По собранным в небрежный пучок тонким волосам Косой Вардануш ползал паук. Меланья с удивлением отметила его странное движение – каждый раз, чтобы сделать шаг, он высоко задирал очередную лапку, а потом с такой резвостью ее отдергивал, словно по раскаленному ступал. Она хотела было смахнуть его, но передумала – вреда от него все равно не будет, поползает и сам отвалится.
Бениамин прилетел через три дня, обошел молчаливой брезгливой дугой испуганную жену, тщательно зарядил охотничье ружье и пошел разбираться с обидчиком. Не застав Симона дома, он расколотил стекла и фары его новенького «москвича», выбил боковые зеркала и, не пропустив ни одной дверцы, нацарапал аршинными буквами по всей окружности машины витиевато-корявое и грубое выражение. Тем временем встревоженная плачем Софьи Косая Вардануш подняла на уши всех его друзей, и они, настигнув горе-преступника, скрутили его, отобрали и спрятали ружье, а самого отвезли в милицейский участок и попросили подержать немного в камере временного содержания, чтоб тот сгоряча не натворил еще каких-нибудь дел. Начальник милиции, недолго поразмыслив, решил посадить Бениамина на пятнадцать суток. А для убедительности велел подчиненным состряпать обвинение в правонарушении, мол, задержанный переходил дорогу в неположенном месте с непреднамеренной целью создания аварийной ситуации. На резонный вопрос правонарушителя, как может цель быть непреднамеренной, сердито цыкнул языком – сиди и не умничай, иначе впарим тебе статью за порчу имущества, а за такое люди реальные сроки получают! Закрыли Бениамина очень вовремя, потому что буквально следом в отделение примчался озверелый Симон и принялся требовать, чтобы его пустили к задержанному.

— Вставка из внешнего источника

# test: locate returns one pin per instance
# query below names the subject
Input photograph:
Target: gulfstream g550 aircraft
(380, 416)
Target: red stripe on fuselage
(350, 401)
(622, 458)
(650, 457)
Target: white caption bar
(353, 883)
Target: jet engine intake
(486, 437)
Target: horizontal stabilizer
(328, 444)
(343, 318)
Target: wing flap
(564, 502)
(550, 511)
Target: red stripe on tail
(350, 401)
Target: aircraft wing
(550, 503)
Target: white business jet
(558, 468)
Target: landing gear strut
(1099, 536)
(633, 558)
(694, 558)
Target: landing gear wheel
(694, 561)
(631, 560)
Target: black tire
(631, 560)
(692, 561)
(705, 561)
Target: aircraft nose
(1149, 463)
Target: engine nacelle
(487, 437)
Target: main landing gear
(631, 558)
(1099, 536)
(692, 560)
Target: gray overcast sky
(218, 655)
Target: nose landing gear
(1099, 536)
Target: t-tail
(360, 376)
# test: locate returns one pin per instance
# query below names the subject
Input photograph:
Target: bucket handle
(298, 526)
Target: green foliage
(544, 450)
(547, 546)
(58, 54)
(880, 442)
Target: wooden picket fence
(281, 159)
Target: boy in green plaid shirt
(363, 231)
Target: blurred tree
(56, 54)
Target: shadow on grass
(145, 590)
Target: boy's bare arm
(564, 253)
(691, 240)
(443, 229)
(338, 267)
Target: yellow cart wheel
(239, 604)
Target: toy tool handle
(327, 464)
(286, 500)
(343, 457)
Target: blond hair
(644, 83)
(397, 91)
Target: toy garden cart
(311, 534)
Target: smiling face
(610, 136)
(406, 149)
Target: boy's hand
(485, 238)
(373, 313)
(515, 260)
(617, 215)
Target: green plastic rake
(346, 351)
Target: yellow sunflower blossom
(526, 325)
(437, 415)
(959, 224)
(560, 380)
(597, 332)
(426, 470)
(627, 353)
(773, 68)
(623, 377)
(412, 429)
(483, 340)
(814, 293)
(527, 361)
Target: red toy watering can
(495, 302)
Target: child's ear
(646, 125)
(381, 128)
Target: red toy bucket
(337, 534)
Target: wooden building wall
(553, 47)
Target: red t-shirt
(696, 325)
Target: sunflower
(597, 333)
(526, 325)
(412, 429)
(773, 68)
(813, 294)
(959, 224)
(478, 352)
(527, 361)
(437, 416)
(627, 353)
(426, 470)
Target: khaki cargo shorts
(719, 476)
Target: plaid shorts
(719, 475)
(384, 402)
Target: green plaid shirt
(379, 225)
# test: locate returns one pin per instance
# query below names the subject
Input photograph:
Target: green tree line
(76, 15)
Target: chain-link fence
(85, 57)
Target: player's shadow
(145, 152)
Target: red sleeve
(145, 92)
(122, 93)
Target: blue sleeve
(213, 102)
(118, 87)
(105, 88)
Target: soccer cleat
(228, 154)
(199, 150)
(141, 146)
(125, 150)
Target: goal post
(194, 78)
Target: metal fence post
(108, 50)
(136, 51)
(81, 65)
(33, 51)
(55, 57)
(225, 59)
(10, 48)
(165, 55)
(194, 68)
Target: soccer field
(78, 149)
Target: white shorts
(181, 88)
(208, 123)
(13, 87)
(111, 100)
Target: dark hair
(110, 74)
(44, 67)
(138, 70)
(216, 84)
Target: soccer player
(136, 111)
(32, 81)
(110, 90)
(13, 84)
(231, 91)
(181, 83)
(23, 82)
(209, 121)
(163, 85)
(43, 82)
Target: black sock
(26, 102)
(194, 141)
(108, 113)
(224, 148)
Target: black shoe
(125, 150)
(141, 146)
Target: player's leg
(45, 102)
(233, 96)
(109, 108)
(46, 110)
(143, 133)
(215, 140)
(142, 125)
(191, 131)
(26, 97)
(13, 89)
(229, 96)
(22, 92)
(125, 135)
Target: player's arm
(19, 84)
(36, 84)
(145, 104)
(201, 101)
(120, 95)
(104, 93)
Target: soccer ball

– Зачем? – разводил руками оставшийся к концу рабочего дня в одиночестве дежурный, обмахиваясь милицейской фуражкой. Капли пота стекали с его чисто выбритого лица и терялись в вороте распахнутой на две пуговицы рубашки. На потолке, уныло жужжа, крутился пластиковый, пожелтевший от времени, засиженный мухами вентилятор, разгоняя лопастями раскаленный добела июньский воздух.
– Ты видел, что он с моей машиной сделал?
– А ты о чем думал, когда с его женой шашни крутил? – последовал резонный вопрос.
– Будь человеком, пусти меня!
– Зачем?
– Какая тебе разница зачем?! Пусти и все! – скандалил Симон, для острастки колотя в стену кулаком и обзывая дежурного тупым ослом.
– Как скажешь! – не стал возражать дежурный и отвел его в камеру. Другую.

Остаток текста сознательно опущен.